Die Aufforderung „Künstler schaffe, rede nicht“ meint noch den Künstler als Handwerker. Er möge sein eigenes Bezugsfeld nicht verlassen, um sich an sozialen Dialogen zu beteiligen. Aber Künstler haben immer auch geredet und geschrieben: Bücher von Baumeistern, Malern, Bildhauern sind seit der Antike bekannt. Sie bieten Quellschriften für die Kunstwissenschaft. Erst in der 2. Hälfte des 20. Jahrhunderts stoßen wir auf Bücher und Drucksachen von Künstlern, die selbst Kunstwerke sind. Es fruchtet nichts, sie als Künstlerschriften der Literatur zuzuschlagen, obwohl sie nicht nur in Museen und Galerien, sondern auch in Buchhandlungen und Bibliotheken zu sehen sind. Sie sind Kunstwerke und folgen anderen Gesetzen als Bücher und Zeitungen von Schriftstellern.

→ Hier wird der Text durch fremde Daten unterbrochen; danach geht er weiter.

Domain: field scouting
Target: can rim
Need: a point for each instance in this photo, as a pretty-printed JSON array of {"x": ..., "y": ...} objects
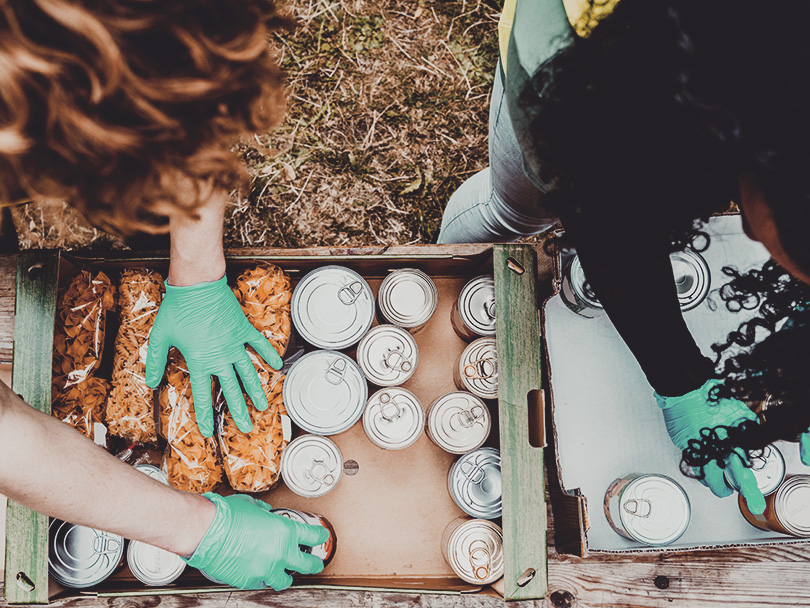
[{"x": 384, "y": 297}]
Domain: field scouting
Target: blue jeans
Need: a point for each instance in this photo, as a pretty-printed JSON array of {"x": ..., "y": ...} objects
[{"x": 498, "y": 203}]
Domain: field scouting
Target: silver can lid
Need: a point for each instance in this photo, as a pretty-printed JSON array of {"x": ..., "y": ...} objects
[
  {"x": 692, "y": 277},
  {"x": 476, "y": 305},
  {"x": 311, "y": 466},
  {"x": 475, "y": 483},
  {"x": 580, "y": 284},
  {"x": 654, "y": 510},
  {"x": 80, "y": 557},
  {"x": 459, "y": 422},
  {"x": 475, "y": 551},
  {"x": 154, "y": 472},
  {"x": 388, "y": 355},
  {"x": 768, "y": 467},
  {"x": 394, "y": 418},
  {"x": 478, "y": 368},
  {"x": 325, "y": 392},
  {"x": 332, "y": 307},
  {"x": 792, "y": 505},
  {"x": 407, "y": 298},
  {"x": 153, "y": 566}
]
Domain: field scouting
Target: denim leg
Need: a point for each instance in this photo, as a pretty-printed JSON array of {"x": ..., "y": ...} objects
[{"x": 498, "y": 203}]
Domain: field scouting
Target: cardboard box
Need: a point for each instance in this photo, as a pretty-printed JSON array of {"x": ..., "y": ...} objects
[
  {"x": 607, "y": 424},
  {"x": 390, "y": 515}
]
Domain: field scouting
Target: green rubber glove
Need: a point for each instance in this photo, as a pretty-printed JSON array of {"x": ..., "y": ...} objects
[
  {"x": 206, "y": 323},
  {"x": 249, "y": 547},
  {"x": 686, "y": 415}
]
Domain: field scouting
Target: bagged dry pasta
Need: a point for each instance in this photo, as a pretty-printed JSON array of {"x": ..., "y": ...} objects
[
  {"x": 264, "y": 293},
  {"x": 253, "y": 460},
  {"x": 78, "y": 397},
  {"x": 191, "y": 460},
  {"x": 130, "y": 407}
]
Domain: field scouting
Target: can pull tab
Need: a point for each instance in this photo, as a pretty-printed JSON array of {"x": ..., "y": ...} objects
[
  {"x": 638, "y": 507},
  {"x": 480, "y": 559},
  {"x": 396, "y": 359},
  {"x": 348, "y": 294},
  {"x": 489, "y": 308},
  {"x": 473, "y": 472},
  {"x": 389, "y": 408},
  {"x": 320, "y": 473},
  {"x": 104, "y": 545},
  {"x": 482, "y": 369},
  {"x": 335, "y": 372}
]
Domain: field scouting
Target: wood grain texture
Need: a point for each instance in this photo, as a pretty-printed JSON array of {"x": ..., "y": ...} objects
[
  {"x": 8, "y": 271},
  {"x": 26, "y": 530},
  {"x": 518, "y": 337}
]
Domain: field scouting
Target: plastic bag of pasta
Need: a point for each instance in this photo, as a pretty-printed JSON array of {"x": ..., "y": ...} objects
[
  {"x": 130, "y": 408},
  {"x": 253, "y": 460},
  {"x": 82, "y": 405},
  {"x": 192, "y": 460},
  {"x": 264, "y": 293},
  {"x": 78, "y": 341}
]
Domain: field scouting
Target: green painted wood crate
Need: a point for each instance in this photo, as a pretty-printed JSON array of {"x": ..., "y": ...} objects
[{"x": 519, "y": 415}]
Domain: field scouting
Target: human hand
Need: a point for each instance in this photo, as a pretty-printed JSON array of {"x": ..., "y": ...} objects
[
  {"x": 206, "y": 322},
  {"x": 686, "y": 415},
  {"x": 249, "y": 547}
]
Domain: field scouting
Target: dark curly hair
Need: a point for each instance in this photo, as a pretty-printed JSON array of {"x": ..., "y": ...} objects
[
  {"x": 765, "y": 363},
  {"x": 659, "y": 111},
  {"x": 128, "y": 110}
]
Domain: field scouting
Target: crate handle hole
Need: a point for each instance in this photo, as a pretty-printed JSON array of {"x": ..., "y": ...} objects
[
  {"x": 515, "y": 266},
  {"x": 525, "y": 578},
  {"x": 25, "y": 583}
]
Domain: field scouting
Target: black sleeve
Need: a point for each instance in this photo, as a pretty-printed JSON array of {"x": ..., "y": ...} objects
[{"x": 632, "y": 276}]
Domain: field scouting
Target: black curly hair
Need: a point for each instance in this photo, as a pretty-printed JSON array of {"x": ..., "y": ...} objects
[
  {"x": 764, "y": 363},
  {"x": 657, "y": 114}
]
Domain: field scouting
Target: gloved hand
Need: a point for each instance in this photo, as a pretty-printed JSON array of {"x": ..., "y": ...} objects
[
  {"x": 206, "y": 322},
  {"x": 685, "y": 416},
  {"x": 249, "y": 547}
]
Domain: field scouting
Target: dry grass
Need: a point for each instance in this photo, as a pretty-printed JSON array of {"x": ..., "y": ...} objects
[{"x": 387, "y": 115}]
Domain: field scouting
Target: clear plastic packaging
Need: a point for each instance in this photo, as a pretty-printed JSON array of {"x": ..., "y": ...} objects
[
  {"x": 191, "y": 460},
  {"x": 78, "y": 397},
  {"x": 130, "y": 408}
]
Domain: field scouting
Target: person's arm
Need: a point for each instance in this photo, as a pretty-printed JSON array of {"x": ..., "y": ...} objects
[
  {"x": 631, "y": 274},
  {"x": 49, "y": 467}
]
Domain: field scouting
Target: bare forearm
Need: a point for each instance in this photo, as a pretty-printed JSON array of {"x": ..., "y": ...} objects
[
  {"x": 49, "y": 467},
  {"x": 197, "y": 254}
]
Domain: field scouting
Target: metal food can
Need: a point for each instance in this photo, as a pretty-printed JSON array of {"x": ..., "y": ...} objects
[
  {"x": 787, "y": 510},
  {"x": 81, "y": 557},
  {"x": 473, "y": 314},
  {"x": 153, "y": 566},
  {"x": 332, "y": 307},
  {"x": 326, "y": 551},
  {"x": 394, "y": 418},
  {"x": 458, "y": 422},
  {"x": 477, "y": 369},
  {"x": 473, "y": 548},
  {"x": 325, "y": 392},
  {"x": 154, "y": 472},
  {"x": 311, "y": 466},
  {"x": 692, "y": 278},
  {"x": 407, "y": 298},
  {"x": 388, "y": 355},
  {"x": 649, "y": 509},
  {"x": 768, "y": 467},
  {"x": 474, "y": 483},
  {"x": 576, "y": 292}
]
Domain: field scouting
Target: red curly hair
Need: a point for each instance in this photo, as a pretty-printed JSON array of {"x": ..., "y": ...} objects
[{"x": 117, "y": 106}]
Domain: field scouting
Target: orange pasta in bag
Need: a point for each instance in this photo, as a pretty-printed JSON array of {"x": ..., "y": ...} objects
[
  {"x": 191, "y": 459},
  {"x": 130, "y": 407}
]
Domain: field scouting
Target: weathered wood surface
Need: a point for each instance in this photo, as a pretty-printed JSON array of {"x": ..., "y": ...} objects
[{"x": 748, "y": 577}]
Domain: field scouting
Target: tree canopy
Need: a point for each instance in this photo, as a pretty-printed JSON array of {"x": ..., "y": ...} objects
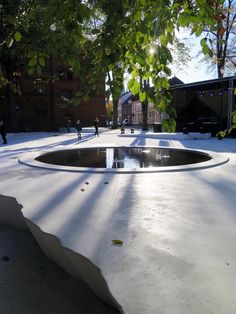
[{"x": 115, "y": 35}]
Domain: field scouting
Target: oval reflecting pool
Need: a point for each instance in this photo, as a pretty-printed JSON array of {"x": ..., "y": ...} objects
[{"x": 123, "y": 157}]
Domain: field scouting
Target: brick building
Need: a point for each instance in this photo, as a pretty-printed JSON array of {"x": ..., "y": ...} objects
[{"x": 48, "y": 101}]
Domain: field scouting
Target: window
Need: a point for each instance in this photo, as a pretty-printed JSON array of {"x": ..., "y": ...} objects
[
  {"x": 64, "y": 74},
  {"x": 39, "y": 86},
  {"x": 65, "y": 96},
  {"x": 40, "y": 110}
]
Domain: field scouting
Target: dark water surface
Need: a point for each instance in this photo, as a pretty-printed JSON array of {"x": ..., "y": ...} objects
[{"x": 123, "y": 157}]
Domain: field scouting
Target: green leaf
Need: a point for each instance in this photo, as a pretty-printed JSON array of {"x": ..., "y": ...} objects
[
  {"x": 95, "y": 31},
  {"x": 142, "y": 96},
  {"x": 33, "y": 61},
  {"x": 9, "y": 42},
  {"x": 233, "y": 117},
  {"x": 42, "y": 62},
  {"x": 135, "y": 88},
  {"x": 17, "y": 36},
  {"x": 131, "y": 83}
]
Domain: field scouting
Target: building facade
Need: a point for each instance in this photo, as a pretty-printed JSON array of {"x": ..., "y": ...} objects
[
  {"x": 53, "y": 100},
  {"x": 202, "y": 106},
  {"x": 207, "y": 105}
]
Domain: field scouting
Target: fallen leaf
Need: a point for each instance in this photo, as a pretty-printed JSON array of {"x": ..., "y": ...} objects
[{"x": 117, "y": 242}]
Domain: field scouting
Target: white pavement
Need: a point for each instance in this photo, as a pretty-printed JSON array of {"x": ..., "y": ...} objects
[{"x": 178, "y": 228}]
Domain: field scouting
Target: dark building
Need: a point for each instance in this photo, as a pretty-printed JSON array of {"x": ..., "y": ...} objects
[
  {"x": 47, "y": 102},
  {"x": 207, "y": 105}
]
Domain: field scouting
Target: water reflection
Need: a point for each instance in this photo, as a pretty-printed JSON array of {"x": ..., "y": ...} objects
[{"x": 123, "y": 157}]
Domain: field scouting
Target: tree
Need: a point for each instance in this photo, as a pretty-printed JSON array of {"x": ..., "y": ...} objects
[
  {"x": 32, "y": 30},
  {"x": 221, "y": 40}
]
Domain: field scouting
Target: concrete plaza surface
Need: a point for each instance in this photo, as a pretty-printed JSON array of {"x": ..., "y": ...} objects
[{"x": 178, "y": 228}]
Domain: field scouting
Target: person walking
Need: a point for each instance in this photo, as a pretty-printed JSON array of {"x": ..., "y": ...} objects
[
  {"x": 3, "y": 132},
  {"x": 79, "y": 129},
  {"x": 96, "y": 125}
]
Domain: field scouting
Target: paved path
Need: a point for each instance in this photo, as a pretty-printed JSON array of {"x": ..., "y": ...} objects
[{"x": 178, "y": 229}]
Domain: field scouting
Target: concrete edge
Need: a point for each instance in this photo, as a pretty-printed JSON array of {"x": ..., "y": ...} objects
[{"x": 76, "y": 265}]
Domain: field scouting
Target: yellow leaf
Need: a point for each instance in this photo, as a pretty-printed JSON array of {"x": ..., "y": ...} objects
[{"x": 117, "y": 242}]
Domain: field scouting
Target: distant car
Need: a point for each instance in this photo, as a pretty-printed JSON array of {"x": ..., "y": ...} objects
[{"x": 125, "y": 122}]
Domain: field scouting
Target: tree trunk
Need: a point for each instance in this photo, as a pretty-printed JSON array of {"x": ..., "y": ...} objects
[
  {"x": 115, "y": 113},
  {"x": 10, "y": 102},
  {"x": 145, "y": 108}
]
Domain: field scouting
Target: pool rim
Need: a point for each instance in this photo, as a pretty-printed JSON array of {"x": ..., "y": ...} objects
[{"x": 28, "y": 159}]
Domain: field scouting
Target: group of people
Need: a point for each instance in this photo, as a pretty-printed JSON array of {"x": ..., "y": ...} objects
[{"x": 79, "y": 128}]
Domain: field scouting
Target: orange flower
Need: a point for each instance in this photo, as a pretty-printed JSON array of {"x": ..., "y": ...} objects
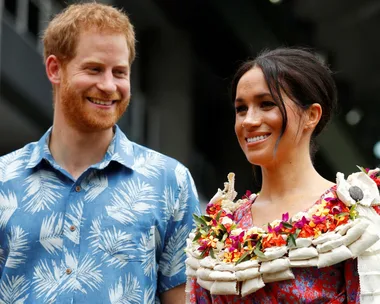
[{"x": 272, "y": 240}]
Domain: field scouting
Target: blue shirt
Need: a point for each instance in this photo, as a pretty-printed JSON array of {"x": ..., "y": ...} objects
[{"x": 115, "y": 235}]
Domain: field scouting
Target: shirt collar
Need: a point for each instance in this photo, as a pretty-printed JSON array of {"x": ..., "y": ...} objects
[{"x": 120, "y": 150}]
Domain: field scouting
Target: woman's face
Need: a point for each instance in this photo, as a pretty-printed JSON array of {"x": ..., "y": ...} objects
[{"x": 259, "y": 121}]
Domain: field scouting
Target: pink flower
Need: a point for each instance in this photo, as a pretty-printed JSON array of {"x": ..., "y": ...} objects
[
  {"x": 318, "y": 219},
  {"x": 302, "y": 222},
  {"x": 247, "y": 194},
  {"x": 285, "y": 217}
]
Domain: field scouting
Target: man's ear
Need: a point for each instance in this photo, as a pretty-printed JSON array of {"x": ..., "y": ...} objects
[
  {"x": 313, "y": 116},
  {"x": 53, "y": 70}
]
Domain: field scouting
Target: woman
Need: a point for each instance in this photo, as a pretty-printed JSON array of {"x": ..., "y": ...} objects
[{"x": 283, "y": 99}]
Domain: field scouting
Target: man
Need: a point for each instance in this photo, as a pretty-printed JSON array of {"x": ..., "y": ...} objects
[{"x": 87, "y": 216}]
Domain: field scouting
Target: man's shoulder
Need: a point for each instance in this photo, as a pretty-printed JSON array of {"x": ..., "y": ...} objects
[{"x": 22, "y": 153}]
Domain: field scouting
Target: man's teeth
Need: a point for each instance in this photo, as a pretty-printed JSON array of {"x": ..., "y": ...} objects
[
  {"x": 257, "y": 138},
  {"x": 100, "y": 102}
]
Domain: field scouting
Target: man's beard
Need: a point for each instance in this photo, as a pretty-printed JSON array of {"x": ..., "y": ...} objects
[{"x": 85, "y": 118}]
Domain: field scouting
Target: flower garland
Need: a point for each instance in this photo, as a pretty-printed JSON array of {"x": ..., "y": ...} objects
[
  {"x": 342, "y": 225},
  {"x": 217, "y": 233}
]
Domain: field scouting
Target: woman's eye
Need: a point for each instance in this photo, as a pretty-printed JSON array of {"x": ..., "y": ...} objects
[
  {"x": 119, "y": 73},
  {"x": 268, "y": 104},
  {"x": 240, "y": 109}
]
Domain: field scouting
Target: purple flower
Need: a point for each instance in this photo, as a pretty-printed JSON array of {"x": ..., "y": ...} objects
[
  {"x": 302, "y": 222},
  {"x": 318, "y": 219}
]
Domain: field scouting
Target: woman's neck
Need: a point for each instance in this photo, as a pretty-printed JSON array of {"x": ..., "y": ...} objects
[
  {"x": 75, "y": 151},
  {"x": 290, "y": 180}
]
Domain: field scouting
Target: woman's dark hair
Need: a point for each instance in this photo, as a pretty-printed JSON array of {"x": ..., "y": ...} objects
[{"x": 301, "y": 76}]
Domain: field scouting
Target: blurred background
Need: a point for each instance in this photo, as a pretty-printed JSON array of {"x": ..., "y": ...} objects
[{"x": 187, "y": 52}]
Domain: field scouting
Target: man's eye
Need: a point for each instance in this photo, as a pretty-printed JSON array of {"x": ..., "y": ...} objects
[
  {"x": 240, "y": 109},
  {"x": 94, "y": 69}
]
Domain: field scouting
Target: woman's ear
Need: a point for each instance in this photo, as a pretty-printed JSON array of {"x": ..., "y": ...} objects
[
  {"x": 313, "y": 116},
  {"x": 53, "y": 69}
]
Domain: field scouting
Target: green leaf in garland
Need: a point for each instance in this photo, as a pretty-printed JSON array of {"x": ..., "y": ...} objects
[
  {"x": 298, "y": 230},
  {"x": 204, "y": 232},
  {"x": 197, "y": 236},
  {"x": 353, "y": 212},
  {"x": 245, "y": 257},
  {"x": 287, "y": 225},
  {"x": 212, "y": 254},
  {"x": 218, "y": 215},
  {"x": 292, "y": 240},
  {"x": 362, "y": 169},
  {"x": 199, "y": 220},
  {"x": 258, "y": 251},
  {"x": 207, "y": 218},
  {"x": 203, "y": 254}
]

Die Gattungen der Künste – Musik, Baukunst, Literatur und Bildende Kunst – ebenso wie die Gattungen der Bildenden Kunst selbst – Malerei, Skulptur, Grafik – haben in der 2. Hälfte des Jahrhunderts ihre festen Grenzen verloren. Überall geht es um Austausch, Kommunikation. Ölbilder auf Leinwänden sind häufig gewollt obsolet. Bücher und Drucksachen erscheinen heute als ideales Medium der Kommunikation. Sie bestehen aus einer variablen Folge von gleich großen Rechtecken, die nicht gleichzeitig, sondern in Abfolgen sichtbar werden. Ein Buch wird nicht betrachtet, sondern gelesen. Alle künstlerischen Mitteilungen, die in einer zeitlichen Abfolge erscheinen, können nicht betrachtet, sondern müssen gelesen werden. Sie bestehen aus Zeilen, Reihen, Buchstaben und Zahlen. Die bedeutendsten Buchkunstwerke dieser Art sind die der Konzeptkünstler der sechziger Jahre. In dem Versuch, die „Aura“ des Kunstwerks abzubauen, haben sie seine autonomen Mitteilungsträger abgelehnt und die der industriellen Massenmedien benutzt: Zeitschriften, Illustrierte, Flugblätter, Einladungskarten, Funk- und Fernsehsendungen – und Bücher. Sie kämpften vergeblich gegen die fieberhafte Vermarktung auch solcher Werke durch den Kunsthandel, doch Galeristen und Buchhändler boten ihnen an, die Publikationen zu finanzieren, die Auflagen zu beschränken, die Exemplare zu signieren und zu nummerieren. Exemplare von On Kawara, Carl Andre, Joseph Kosuth, Lawrence Weiner, der Gruppe Art and Language sind heute rare, teure Objekte, die Sammler stolz verwahren. Der Versuch der Künstler, Kunstwerke für das Zeitalter der technischen Reproduzierbarkeit zu entwerfen, scheitert weniger an einem Publikum, das sie nicht versteht, als an ihren Händlern, die sie ihm vorenthalten. Selten ist Künstlern gelungen, in Medien vorzustoßen, die ein großes Publikum erreichen – wie der deutsche Künstler Jochen Gerz, der vorschlägt, die einseitige, zweckgebundene Sprache der Telefonbücher zu torpedieren, indem er in der Sparte ARTS (Künste)  im Pariser Exemplar setzen lässt: VIVRE (Leben) – oder Wolf Vostell, der in deutschen Tageszeitungen inseriert, oder Jenny Holzer mit illegalen Aufklebern an den Straßenlaternen von New York.